Should libraries use logs or span events?

Scott · September 30, 2022, 2:22pm

swift-distributed-tracing is planning to add swift-log support.

Part of the interesting thing about this is that distributed tracing already has span events. Conceptually, span events are the same thing as structured logs that are tied to spans/traces.

As @ktoso pointed out, adding swift-log to distributed tracing is, at the very least, important for getting logs from libraries that do not supported distributed tracing but do support swift-log.

If I'm building a library to support a wide range of consumers, should I use span events or logs?

Examples are hard to come up with so bear with me here.

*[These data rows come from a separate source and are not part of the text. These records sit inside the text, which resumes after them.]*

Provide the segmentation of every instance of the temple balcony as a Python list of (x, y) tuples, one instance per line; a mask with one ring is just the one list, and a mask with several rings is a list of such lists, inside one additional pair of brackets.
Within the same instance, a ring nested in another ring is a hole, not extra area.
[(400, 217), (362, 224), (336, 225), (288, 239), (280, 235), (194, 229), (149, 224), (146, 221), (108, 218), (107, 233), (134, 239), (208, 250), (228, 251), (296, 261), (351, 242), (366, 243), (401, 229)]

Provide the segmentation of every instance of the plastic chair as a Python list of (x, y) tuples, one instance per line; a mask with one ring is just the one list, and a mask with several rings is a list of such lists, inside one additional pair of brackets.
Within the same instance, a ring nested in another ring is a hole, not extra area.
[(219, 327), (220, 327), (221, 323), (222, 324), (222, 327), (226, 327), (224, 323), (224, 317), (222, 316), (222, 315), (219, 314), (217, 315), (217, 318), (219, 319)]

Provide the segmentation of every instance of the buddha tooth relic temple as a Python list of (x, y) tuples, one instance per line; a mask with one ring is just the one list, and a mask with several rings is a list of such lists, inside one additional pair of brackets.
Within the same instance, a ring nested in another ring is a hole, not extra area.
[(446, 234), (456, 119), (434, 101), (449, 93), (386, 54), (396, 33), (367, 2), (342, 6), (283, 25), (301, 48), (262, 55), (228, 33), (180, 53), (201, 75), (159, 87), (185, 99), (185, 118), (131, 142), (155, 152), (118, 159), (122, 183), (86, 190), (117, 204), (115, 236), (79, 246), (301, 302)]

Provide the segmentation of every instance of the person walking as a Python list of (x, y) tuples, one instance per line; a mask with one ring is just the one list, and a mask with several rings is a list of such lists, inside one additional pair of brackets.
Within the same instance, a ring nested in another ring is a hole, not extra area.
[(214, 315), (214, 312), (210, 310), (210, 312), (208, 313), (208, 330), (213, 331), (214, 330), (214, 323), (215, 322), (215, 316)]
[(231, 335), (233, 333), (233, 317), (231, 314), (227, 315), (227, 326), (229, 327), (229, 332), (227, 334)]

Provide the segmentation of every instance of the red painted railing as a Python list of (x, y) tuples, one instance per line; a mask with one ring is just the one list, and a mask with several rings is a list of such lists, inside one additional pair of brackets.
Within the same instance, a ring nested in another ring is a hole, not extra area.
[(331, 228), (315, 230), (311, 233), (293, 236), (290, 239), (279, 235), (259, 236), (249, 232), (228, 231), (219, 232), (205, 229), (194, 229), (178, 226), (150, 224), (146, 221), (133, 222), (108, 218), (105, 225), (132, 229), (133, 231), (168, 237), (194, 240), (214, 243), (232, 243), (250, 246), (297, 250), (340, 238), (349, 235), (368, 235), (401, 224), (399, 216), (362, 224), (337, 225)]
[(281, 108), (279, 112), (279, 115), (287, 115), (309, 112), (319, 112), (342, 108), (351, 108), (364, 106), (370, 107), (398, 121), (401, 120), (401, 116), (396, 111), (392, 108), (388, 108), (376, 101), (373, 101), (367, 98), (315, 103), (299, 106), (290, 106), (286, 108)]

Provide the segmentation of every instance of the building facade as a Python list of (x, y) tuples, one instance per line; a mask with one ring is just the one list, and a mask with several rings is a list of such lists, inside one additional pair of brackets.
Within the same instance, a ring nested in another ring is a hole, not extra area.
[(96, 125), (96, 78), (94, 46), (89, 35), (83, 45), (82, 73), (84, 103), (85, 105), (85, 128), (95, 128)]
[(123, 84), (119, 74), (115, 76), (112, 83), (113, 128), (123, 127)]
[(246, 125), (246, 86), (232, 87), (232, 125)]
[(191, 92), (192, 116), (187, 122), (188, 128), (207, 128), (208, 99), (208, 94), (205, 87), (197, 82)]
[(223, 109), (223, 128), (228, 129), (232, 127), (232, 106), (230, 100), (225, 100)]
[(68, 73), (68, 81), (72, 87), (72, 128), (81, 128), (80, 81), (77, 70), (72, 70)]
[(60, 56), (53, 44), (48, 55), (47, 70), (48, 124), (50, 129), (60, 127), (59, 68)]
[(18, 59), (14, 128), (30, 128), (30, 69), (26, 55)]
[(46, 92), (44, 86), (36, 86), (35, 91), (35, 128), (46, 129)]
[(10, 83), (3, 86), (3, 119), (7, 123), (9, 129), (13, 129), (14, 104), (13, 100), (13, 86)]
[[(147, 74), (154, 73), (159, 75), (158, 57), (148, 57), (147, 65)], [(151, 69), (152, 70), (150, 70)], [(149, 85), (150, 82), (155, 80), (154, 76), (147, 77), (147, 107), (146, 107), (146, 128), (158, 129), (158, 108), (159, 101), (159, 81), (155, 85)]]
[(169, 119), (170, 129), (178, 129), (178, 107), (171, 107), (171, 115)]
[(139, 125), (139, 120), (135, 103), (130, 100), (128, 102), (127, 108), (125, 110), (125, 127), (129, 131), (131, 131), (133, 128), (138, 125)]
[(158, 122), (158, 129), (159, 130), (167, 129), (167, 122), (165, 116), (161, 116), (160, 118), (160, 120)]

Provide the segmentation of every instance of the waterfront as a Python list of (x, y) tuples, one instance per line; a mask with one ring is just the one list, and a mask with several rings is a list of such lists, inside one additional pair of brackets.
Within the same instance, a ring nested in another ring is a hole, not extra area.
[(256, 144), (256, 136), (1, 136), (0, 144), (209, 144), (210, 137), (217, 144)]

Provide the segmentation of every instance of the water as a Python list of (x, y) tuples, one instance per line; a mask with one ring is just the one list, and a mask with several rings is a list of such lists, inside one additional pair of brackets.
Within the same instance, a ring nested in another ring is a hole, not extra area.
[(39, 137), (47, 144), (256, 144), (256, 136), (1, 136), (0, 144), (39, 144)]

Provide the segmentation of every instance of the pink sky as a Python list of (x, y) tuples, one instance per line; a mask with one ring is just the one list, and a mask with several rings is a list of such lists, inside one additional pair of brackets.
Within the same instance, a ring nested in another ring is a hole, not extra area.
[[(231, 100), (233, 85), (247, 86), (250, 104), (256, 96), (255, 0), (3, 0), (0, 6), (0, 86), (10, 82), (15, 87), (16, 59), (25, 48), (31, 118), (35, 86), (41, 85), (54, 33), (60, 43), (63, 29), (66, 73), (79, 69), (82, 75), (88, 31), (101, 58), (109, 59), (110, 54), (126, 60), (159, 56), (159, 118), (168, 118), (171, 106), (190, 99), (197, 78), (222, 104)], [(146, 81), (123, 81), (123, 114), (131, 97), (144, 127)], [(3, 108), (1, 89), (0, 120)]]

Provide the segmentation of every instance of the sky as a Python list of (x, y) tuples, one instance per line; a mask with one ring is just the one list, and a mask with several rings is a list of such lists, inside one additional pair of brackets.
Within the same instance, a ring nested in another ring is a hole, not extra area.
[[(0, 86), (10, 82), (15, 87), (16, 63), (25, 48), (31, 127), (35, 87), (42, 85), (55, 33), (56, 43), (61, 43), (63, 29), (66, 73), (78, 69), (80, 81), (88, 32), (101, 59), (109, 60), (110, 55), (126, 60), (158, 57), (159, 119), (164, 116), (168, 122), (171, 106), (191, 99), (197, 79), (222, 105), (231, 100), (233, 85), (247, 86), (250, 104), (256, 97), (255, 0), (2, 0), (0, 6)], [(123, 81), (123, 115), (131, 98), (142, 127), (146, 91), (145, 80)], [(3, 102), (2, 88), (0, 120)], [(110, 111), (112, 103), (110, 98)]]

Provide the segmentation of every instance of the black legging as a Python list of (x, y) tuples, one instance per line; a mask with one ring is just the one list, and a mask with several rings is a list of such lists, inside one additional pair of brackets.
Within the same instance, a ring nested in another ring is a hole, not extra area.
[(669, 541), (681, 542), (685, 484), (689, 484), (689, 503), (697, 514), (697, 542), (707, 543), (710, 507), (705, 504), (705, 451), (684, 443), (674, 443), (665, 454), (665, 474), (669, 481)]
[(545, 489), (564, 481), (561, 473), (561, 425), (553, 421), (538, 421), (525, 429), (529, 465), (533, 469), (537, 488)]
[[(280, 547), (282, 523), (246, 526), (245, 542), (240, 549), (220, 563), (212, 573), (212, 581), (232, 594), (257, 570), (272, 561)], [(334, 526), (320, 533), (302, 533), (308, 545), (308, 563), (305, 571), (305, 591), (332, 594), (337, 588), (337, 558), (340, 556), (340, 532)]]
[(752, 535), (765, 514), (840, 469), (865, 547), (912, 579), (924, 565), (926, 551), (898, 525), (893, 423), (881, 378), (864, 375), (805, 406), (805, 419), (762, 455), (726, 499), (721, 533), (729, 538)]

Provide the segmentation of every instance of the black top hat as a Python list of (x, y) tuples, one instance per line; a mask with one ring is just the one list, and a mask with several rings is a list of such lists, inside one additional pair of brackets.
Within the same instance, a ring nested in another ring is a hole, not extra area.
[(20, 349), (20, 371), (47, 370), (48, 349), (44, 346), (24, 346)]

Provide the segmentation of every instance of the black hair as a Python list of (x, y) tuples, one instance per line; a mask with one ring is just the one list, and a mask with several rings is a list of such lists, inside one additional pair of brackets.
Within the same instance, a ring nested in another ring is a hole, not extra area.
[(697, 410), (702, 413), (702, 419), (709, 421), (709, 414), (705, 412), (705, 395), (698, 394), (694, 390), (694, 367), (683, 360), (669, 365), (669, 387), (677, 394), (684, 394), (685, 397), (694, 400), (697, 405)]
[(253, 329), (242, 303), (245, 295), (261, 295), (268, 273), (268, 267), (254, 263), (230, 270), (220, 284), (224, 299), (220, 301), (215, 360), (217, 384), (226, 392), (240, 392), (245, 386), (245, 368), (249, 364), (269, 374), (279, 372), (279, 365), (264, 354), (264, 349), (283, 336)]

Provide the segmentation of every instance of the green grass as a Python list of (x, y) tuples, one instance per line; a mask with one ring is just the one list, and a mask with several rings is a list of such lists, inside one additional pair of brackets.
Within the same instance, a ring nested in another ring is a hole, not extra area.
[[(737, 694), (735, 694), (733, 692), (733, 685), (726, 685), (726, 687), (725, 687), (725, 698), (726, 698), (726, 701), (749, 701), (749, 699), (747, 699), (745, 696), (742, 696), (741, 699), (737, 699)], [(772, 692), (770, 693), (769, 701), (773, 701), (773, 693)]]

Let's say I'm building an a Circuit Breaker library and you hit your success count threshold to half-open the circuit. You might want to log an event that the half-open threshold has been reached, and upon completion of the executed code, another event for if the circuit breaker will be fully opened or closed again. Should these be a span events? Or a logs?

ktoso · October 1, 2022, 12:51am

Thanks for moving the thread over to forums! Now I can give it the detailed reply the topic deserves

Let's start out with the obligatory "it depends" , but let's immediately clarify what that means in this context and what options are available:

Span events vs. logs

For this discussion let's use the otel definition of span events (Manual Instrumentation | OpenTelemetry):

An event is a human-readable message on a span that represents “something happening” during it’s lifetime. For example, imagine a function that requires exclusive access to a resource that is under a mutex.

which you very rightfully identify as "hey, isn't that just logging?".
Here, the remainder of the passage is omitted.